Xerox was the largest MPS provider by a wide margin in 2012, with $2.75 billion in MPS revenue. Xerox's MPS practice dates to before 2000 and was the first large-scale program of its kind, upon which most of its competitors' MPS programs are to some degree modeled. It has qualified for this Magic Quadrant since 2008. Enterprise Print Services (EPS) is the most comprehensive plan, followed by partner-delivered Xerox Partner Print Services plans. Xerox works hand in hand with Fuji Xerox, which is the dominant MPS provider in the Asia/Pacific region and one of the largest worldwide, to provide customers a consistent set of services cross-regionally or globally.

  • A very solidly established MPS program with consistent follow-through has earned Xerox the trust of a wide range of customers of different sizes and across different regions and industries. There are few customers that Xerox cannot accommodate.
  • Buyers must look ahead: The shift from MPS to MCS will require providers to invest heavily in R&D in coming years around digital document workflows and business process optimization solutions and practices for customers. Xerox's diverse business lines give it a running start on this effort, and its dominant share of the MPS market will help it justify making those investments more easily than competitors could.
  • You might assume that Xerox's market leadership will ensure a successful engagement. But customers sometimes note lags — usually minor — on the basic MPS processes, with the variable often being how closely and consistently the customer itself is involved with planning the engagement and monitoring its execution.
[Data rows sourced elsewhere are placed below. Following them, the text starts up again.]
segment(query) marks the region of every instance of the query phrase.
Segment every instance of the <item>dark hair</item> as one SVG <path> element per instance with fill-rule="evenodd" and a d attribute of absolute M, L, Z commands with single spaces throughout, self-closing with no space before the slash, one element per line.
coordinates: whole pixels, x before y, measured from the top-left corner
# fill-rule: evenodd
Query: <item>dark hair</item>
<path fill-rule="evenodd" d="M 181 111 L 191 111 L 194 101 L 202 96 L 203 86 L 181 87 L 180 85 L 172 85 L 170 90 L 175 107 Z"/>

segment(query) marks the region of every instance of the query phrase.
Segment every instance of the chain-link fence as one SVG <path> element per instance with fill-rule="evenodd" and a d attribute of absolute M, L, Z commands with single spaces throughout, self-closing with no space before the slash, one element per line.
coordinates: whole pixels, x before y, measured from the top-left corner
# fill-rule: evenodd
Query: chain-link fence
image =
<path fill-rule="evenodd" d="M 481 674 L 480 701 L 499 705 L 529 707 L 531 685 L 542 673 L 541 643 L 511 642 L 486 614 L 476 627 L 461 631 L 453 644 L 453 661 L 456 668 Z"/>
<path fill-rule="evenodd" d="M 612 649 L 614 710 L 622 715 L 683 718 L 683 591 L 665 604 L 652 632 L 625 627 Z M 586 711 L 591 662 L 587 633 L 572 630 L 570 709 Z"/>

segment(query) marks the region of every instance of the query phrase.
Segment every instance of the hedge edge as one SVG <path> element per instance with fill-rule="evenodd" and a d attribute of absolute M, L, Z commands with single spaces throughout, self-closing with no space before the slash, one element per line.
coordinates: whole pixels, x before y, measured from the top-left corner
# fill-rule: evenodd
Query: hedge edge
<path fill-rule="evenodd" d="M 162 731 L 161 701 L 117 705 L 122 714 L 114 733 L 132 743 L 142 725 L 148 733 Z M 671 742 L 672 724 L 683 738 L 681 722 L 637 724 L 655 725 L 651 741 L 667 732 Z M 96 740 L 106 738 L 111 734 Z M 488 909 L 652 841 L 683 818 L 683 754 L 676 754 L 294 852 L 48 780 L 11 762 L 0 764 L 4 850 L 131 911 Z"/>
For example, complacent customers sometimes report shortcomings in areas such as needs assessment, rollout and training.
  • Although Xerox is well-suited to the breadth and geographical reach that large enterprises often require, those same customers also tend to have complex IT environments and sometimes unique requirements. Despite improvements in Xerox's organizational structure to improve account delivery, some customers still don't get the cooperative and timely responses that they need. Navigating the company to find help can be difficult for customers and even employees.

Vendors Added and Dropped

We review and adjust our inclusion criteria for Magic Quadrants and MarketScopes as markets change. As a result of these adjustments, the mix of vendors in any Magic Quadrant or MarketScope may change over time. A vendor appearing in a Magic Quadrant or MarketScope one year and not the next does not necessarily indicate that we have changed our opinion of that vendor. This may be a reflection of a change in the market and, therefore, changed evaluation criteria, or a change of focus by a vendor.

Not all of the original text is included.